Algorithm to combine 2 integer into one value and then disintegrate back into two

  • Hi,
    I may not be the first one to ask this, but I'm looking to find a way to combine two integers 20180131 and 20160731 into one integer value and then break that single value back into 2 values.
    i have a huge table ( >500 mil) that i want to partition using these 2 columns PERIODYTD ( eg. 20180131) and PERIOD(20160731) . If i concatenate these 2 values into something like 2018013120160731, the new field will have to be a BIGINT and will unnecessarily eat up space.

    I could generate a hash value using checksum and then partition on that but that value will be human unreadable and i won't be able to find  PERIODYTD and PERIOD values from it without going and looking a row into the table.

    Regards,
    R

  • The only question worth asking here at the moment is WHY?   You are already storing dates as integers and depriving yourself of all kinds of cpu time wasted converting back and forth into date values.   What possible benefit do you get by combining two entities into one?   Do you have any idea how much more cpu you will waste just separating them?   Also, combining two integers into a bigint is a wash with respect to storage space, as ints are 4 bytes and bigints are 8.   So that's why I'm asking what the objective here is.   What possible benefit is there here?    Seems to me that you are unlikely to get anything out of this except pain.

    Steve (aka sgmunson) 🙂 🙂 🙂
    Rent Servers for Income (picks and shovels strategy)

  • I guess I didn't explain my case properly. The two date values in integer will not go away from table , I just want to add a new column which I can use as partitioning key.Obviously I don't want the new column to be BIGINT which is why I've posted this question to find a way to accommodate this value in INT.

    As far as CPU time is concerned, there is no converting and re-converting required . Every insert in this fact table runs on a single combination of periodytd and period with a  size of about 1.5 million which is what the size of partition I'm planning to keep. Before every insert DML , the program will know the value of period and periodytd and hence can calculate the value of partition key just once before running the DML.
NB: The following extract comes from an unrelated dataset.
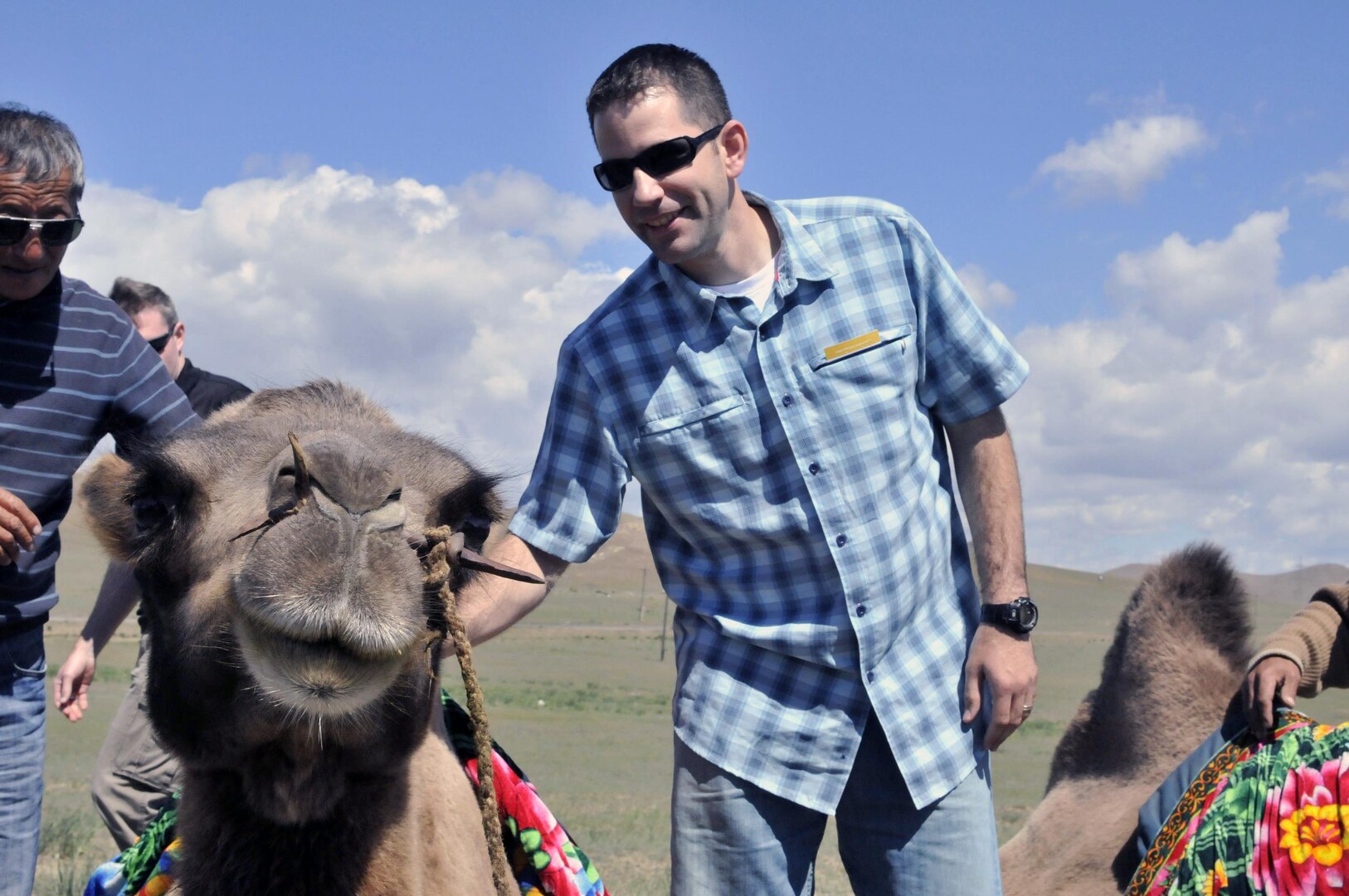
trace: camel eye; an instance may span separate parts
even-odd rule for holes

    The objective here is to break a huge table into smaller ,meaningful and manageable chunks which would only make sense in my case if I create partitions using two of the available column values instead of one.
    The only reason why I'm interested in creating this key via an algorithm/formula (and not hash value) is because I want this value to be human readable or at least separable using a custom script.There is no way this combinations and separation will run on every row. 
    I could keep this combination of values in a separate table and use its identifier as the partition key, but it looks to me as a very bad way of achieving this.
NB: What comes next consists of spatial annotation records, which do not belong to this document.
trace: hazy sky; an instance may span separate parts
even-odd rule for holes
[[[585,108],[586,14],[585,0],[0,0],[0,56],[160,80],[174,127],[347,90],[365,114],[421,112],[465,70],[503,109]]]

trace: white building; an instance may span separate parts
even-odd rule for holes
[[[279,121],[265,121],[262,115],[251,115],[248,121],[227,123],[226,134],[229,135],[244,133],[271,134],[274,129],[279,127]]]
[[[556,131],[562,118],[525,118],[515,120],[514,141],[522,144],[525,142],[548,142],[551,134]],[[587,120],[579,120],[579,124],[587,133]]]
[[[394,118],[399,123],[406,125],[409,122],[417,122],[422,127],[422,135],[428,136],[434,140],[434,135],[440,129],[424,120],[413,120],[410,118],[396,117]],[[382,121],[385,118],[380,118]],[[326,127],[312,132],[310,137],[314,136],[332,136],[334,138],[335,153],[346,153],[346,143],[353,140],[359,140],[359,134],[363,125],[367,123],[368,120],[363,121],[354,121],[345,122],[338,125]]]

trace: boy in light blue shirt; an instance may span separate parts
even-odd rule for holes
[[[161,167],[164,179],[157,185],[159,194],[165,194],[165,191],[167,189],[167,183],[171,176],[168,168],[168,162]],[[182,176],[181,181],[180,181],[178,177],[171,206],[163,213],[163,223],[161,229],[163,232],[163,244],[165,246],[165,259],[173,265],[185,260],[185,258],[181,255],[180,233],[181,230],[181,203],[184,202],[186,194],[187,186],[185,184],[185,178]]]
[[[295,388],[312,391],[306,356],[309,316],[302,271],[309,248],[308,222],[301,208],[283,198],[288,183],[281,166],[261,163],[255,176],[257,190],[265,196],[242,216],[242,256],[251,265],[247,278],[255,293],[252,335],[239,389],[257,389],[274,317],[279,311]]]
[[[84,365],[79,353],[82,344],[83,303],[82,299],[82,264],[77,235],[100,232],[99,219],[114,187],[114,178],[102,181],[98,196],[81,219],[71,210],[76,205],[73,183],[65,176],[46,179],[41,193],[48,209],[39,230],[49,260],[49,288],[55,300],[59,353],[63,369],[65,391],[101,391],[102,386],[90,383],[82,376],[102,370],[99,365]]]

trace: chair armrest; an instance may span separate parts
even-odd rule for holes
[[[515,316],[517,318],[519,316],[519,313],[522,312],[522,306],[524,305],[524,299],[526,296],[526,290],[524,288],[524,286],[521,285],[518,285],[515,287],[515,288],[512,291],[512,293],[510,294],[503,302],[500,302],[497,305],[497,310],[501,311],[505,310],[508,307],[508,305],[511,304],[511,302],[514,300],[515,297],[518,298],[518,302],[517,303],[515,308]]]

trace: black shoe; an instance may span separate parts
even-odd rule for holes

  • So what's stopping you from using two columns instead of just one, and not wasting an additional column at all ?

    Steve (aka sgmunson) 🙂 🙂 🙂
    Rent Servers for Income (picks and shovels strategy)

  • _rohit_ - Wednesday, October 3, 2018 8:27 PM

    Hi,
    I may not be the first one to ask this, but I'm looking to find a way to combine two integers 20180131 and 20160731 into one integer value and then break that single value back into 2 values.
    i have a huge table ( >500 mil) that i want to partition using these 2 columns PERIODYTD ( eg. 20180131) and PERIOD(20160731) . If i concatenate these 2 values into something like 2018013120160731, the new field will have to be a BIGINT and will unnecessarily eat up space.

    I could generate a hash value using checksum and then partition on that but that value will be human unreadable and i won't be able to find  PERIODYTD and PERIOD values from it without going and looking a row into the table.

    Regards,
    R

    If both numbers are 'dates' in the recent past, both number can be made a lot smaller. Depending on the oldest date in the specific column or in both columns a date can be choosen te be the 'zero' date. For each date you want to code the number of days since the zero date can be used. For the second date, the number of days since the first date can be used. Depending on the first date and the maximum length of the period, your numbers should be a lot smaller.

    The number of days since 2000-01-01 is 6851 days. (today is number 6852). So if all dates are after 2000-01-01 the size of the number is limited. Same for the length of the period.

    DATEDIFF can be used to determine the 'number' of days since a specific day.
    select DATEDIFF(dd,'2000-01-01',getdate())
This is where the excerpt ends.